While she prayed with her husband for the 28 couples on the list she'd developed, Gore also put together a brochure titled, "A Brand New Sunday School Class Created with YOU in mind! That's right -- Just for You!" It went in the mail two weeks before the class was scheduled to start. On Saturday before that first Sunday morning class, Gore spent 30 minutes on the telephone, calling each of the couples and mostly getting voicemail.
Five or six people at the first class would have been confirmation that God was behind the formation of the class, Gore said. Instead, 18 showed up.
"We were blown away," she said, adding that they had to relocate because the air conditioning malfunctioned in the midst of August humidity.
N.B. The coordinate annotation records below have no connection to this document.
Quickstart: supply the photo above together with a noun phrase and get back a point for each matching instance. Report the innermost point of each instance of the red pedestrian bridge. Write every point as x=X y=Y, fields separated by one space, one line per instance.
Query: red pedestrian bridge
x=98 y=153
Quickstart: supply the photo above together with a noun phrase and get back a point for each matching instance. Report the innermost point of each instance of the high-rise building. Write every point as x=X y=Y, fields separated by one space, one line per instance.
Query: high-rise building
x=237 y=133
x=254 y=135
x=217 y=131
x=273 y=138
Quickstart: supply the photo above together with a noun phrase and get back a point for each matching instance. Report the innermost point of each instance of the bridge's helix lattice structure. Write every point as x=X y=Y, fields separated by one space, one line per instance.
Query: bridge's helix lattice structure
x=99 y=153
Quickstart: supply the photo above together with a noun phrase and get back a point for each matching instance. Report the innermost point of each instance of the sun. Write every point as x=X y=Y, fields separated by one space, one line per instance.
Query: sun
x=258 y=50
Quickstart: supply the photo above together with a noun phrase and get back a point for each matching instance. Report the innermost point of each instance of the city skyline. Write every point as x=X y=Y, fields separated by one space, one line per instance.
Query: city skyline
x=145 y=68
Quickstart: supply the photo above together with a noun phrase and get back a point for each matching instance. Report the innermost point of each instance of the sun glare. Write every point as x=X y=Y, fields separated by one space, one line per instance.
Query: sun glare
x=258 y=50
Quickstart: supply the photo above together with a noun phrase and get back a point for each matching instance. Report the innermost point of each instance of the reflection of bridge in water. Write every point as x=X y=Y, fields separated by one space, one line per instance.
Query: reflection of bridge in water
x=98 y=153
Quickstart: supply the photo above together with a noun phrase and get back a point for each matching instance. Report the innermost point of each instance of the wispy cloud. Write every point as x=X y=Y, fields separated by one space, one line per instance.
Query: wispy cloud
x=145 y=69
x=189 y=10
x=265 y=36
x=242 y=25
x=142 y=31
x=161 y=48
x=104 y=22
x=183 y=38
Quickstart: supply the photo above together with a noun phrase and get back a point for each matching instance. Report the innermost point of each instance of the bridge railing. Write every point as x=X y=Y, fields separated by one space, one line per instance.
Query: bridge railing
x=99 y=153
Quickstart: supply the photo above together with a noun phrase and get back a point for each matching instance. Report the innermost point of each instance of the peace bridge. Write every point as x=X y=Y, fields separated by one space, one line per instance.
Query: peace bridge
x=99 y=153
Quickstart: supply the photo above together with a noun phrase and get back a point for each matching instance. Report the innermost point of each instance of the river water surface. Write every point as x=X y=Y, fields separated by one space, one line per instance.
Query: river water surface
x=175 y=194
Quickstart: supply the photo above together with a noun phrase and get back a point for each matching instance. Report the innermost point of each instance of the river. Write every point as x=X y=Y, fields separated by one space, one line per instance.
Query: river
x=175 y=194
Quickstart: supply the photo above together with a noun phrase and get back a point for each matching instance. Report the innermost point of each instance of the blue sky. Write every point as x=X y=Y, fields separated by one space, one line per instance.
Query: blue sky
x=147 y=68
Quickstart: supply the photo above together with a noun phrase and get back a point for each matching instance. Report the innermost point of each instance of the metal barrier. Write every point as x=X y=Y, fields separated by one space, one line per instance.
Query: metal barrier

But the next Sunday, 26 people were in the class, and over the next six weeks, at least 20 people and sometimes as many as 27 attended. The class relocated again when 24 chairs in a semicircle were several too many for comfort.
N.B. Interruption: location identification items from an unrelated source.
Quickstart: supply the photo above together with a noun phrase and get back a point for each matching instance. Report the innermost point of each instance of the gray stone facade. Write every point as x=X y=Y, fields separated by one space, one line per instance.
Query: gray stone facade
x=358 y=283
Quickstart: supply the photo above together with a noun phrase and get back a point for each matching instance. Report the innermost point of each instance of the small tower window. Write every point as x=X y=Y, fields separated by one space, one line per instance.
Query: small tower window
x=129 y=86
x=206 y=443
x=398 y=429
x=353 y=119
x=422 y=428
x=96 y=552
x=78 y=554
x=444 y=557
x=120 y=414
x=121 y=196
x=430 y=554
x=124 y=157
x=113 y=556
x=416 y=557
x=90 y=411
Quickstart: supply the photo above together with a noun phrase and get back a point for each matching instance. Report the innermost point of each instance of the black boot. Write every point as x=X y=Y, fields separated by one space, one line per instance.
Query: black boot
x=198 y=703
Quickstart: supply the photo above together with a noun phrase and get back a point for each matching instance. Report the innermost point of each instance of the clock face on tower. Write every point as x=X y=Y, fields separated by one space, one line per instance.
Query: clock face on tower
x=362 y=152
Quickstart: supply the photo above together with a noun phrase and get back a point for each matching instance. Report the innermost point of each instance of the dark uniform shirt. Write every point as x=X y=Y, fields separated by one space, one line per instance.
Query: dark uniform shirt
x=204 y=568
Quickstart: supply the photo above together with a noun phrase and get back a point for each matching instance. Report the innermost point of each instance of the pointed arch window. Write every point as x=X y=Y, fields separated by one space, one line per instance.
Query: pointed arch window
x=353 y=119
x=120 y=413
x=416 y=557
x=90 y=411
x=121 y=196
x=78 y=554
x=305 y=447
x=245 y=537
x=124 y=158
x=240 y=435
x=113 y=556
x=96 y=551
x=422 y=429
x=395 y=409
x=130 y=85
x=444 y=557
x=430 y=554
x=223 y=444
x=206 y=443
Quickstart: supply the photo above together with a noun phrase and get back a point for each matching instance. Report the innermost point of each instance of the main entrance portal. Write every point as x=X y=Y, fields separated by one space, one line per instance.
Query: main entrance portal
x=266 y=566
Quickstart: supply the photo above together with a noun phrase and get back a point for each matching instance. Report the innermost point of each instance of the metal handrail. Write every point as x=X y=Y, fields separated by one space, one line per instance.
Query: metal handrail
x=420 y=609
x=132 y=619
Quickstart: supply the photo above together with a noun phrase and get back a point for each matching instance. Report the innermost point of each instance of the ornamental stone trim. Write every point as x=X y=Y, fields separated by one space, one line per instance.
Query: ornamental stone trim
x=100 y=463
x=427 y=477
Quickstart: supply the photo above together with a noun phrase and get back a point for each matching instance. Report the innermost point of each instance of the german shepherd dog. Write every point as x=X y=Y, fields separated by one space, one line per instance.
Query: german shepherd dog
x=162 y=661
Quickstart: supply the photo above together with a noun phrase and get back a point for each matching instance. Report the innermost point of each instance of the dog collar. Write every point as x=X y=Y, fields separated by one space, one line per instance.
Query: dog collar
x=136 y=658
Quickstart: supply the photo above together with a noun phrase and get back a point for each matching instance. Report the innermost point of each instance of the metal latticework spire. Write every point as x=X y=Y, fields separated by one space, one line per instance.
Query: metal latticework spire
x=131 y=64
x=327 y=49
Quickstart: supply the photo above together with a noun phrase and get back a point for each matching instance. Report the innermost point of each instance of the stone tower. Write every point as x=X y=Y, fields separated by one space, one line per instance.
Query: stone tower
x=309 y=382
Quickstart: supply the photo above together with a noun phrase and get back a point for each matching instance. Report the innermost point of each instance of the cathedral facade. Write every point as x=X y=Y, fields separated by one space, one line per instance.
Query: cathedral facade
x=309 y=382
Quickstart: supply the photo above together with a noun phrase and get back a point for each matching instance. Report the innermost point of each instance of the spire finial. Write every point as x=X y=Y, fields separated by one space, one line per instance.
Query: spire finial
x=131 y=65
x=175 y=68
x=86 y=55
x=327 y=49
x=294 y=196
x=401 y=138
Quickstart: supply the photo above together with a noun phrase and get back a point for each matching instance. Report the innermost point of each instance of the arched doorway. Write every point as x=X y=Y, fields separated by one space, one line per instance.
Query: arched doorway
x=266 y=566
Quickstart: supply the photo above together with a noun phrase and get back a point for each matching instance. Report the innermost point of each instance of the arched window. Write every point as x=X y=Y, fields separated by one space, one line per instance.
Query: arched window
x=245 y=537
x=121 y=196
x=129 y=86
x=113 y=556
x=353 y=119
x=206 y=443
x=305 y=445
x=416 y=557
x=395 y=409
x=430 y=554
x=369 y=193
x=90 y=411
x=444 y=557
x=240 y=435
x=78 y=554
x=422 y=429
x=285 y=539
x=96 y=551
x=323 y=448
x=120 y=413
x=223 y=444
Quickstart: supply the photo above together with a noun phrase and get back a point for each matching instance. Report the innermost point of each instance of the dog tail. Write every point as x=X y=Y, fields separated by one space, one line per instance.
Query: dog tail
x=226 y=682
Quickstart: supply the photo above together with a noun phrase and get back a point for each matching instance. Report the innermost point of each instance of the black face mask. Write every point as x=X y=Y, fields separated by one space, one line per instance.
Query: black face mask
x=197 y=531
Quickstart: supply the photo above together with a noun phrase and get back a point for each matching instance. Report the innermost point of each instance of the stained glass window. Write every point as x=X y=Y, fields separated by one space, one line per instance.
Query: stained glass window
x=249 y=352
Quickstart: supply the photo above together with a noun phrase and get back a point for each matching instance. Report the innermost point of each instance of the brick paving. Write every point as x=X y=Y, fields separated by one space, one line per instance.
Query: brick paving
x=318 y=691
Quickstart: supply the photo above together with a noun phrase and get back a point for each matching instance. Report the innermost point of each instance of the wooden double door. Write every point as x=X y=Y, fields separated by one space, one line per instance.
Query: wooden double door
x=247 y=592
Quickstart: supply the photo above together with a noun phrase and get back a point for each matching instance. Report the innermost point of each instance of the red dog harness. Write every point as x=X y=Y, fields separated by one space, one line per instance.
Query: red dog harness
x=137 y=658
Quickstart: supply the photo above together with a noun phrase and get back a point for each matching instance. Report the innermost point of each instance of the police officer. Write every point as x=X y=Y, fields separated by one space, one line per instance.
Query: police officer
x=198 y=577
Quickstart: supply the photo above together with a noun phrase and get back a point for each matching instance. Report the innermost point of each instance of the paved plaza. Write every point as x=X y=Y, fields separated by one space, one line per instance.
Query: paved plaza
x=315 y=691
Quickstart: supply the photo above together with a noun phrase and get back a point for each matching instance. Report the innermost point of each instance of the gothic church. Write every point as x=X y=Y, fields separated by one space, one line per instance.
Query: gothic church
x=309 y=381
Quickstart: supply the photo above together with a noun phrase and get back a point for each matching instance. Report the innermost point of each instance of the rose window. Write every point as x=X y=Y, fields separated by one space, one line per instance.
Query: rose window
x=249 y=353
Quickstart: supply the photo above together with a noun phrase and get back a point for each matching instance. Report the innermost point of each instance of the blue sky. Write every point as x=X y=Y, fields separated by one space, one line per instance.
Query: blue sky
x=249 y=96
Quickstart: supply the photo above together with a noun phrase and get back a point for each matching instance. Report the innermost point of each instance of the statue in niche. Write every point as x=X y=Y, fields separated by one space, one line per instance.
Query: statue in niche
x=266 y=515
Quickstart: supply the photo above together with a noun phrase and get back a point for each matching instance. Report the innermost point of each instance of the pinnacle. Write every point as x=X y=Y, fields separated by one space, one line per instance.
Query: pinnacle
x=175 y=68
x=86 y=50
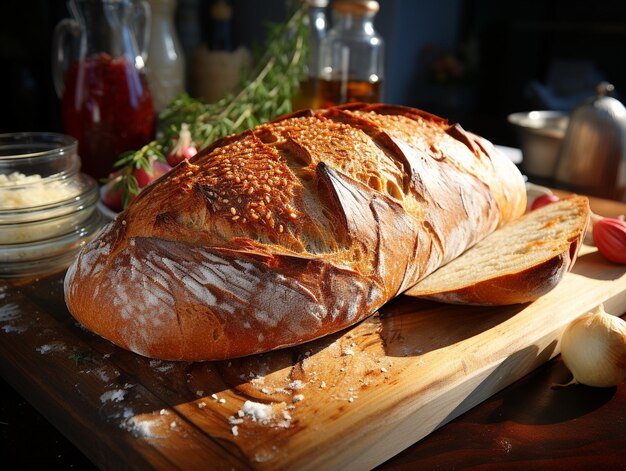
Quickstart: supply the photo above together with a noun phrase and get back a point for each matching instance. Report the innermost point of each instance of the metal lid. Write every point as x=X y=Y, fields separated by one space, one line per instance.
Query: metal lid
x=355 y=6
x=593 y=154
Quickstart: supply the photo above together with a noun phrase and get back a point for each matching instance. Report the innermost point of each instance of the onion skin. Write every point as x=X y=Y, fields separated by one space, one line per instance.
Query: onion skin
x=593 y=347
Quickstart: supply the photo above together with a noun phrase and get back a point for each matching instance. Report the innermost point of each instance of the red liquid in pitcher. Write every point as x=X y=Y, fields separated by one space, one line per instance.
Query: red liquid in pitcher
x=108 y=107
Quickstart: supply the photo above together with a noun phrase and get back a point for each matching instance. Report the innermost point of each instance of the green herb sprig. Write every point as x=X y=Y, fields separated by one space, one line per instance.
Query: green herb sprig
x=267 y=94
The Gores' efforts include providing breakfast for the class members in the form of a casserole, sausage balls, fruit and coffee cake, or something similar. The church provides coffee.
"We're just trying to meet needs," Gore said. "Ideally, we're hoping to sit around several small tables, to have more opportunity to interact. That's what young parents are wanting these days."
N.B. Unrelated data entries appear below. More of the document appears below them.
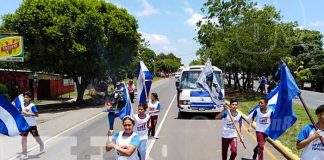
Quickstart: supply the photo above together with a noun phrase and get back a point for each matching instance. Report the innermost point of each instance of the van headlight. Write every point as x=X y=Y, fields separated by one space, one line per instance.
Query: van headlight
x=184 y=102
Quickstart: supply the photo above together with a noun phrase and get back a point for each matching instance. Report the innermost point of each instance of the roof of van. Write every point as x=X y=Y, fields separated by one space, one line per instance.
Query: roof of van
x=199 y=67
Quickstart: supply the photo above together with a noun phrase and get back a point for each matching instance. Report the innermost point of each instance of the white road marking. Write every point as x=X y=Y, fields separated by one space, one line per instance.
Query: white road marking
x=149 y=148
x=52 y=138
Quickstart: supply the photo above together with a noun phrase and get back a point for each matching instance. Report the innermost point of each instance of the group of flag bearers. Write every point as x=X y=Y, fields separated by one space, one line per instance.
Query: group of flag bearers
x=132 y=141
x=273 y=115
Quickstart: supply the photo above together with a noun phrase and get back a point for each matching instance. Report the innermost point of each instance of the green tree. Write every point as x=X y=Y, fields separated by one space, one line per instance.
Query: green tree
x=167 y=62
x=246 y=39
x=85 y=39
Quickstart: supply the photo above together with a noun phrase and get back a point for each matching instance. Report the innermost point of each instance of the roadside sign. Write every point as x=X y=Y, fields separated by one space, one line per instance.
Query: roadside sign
x=11 y=48
x=307 y=85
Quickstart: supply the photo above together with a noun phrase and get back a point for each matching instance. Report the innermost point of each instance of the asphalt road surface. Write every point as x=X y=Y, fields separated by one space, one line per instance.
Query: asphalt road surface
x=192 y=137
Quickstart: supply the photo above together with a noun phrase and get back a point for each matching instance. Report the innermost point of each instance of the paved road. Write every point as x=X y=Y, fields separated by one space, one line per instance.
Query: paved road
x=190 y=138
x=312 y=99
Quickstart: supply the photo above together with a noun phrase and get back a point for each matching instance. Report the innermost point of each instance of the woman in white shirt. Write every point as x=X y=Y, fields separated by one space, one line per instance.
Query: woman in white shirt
x=154 y=109
x=125 y=142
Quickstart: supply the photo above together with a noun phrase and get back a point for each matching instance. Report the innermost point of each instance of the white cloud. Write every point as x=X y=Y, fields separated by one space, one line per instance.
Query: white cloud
x=159 y=42
x=148 y=9
x=156 y=38
x=299 y=27
x=317 y=24
x=184 y=41
x=170 y=13
x=194 y=19
x=189 y=10
x=169 y=48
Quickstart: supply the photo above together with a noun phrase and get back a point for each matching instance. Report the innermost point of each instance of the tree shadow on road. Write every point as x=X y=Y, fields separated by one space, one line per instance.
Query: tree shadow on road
x=196 y=116
x=62 y=107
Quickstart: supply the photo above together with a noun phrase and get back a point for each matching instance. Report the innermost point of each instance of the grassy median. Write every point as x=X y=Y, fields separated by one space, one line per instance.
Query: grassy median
x=289 y=138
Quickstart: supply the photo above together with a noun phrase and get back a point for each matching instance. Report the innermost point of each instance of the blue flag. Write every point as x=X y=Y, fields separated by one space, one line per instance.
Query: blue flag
x=283 y=116
x=19 y=102
x=11 y=120
x=207 y=80
x=127 y=110
x=144 y=82
x=272 y=98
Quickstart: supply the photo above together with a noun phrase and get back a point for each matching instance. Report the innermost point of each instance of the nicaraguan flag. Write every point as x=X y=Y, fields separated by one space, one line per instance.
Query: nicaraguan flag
x=207 y=80
x=11 y=120
x=272 y=98
x=144 y=79
x=127 y=110
x=283 y=116
x=18 y=102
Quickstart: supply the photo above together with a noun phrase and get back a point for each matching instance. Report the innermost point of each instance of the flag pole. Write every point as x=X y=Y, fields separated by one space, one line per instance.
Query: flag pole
x=232 y=120
x=309 y=115
x=307 y=111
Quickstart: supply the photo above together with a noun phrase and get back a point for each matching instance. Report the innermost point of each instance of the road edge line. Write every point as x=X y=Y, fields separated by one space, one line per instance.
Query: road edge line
x=276 y=144
x=50 y=139
x=149 y=148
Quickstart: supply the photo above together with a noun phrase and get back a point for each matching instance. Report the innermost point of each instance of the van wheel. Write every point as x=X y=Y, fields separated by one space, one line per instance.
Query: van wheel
x=181 y=114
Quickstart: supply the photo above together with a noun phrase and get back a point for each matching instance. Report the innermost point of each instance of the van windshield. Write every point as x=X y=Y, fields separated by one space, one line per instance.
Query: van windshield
x=189 y=79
Parents in the class cite the Parent2Parent website at parent2parent.ning.com as one of the most helpful Life Truths resources, Gore said. Also, one class member has taken on the responsibility of sending out the Life Truths eDevotions with prayer requests each week.
Bradley and Lee Cormier, who have two preschoolers, are among those who attend regularly. He was raised Catholic and she was Baptist. Peyton, 4, and Elise, 3, attended the church's daycare and impressed their dad with more Bible knowledge than he had. For this reason, he was willing to try the new class. Now he is disappointed when his job requires him to miss.
"I'm not used to Sunday School," he said. "You had religion classes, being raised Catholic. You heard verses, but you didn't sit down and read the Bible. You learn in this class how to get closer to God through the challenge of being a young parent and having young children. As a father, I need to guide my children in the right path."
Nine new classes this fall, including targeted classes like the one for parents of preschoolers, are helping attract members to Florida Boulevard Baptist, which is located in a transitioning and declining area of east Baton Rouge. But the church has a new vision that focuses on making every member a missionary whose assignment is to be a disciple and to make disciples, Johnson said.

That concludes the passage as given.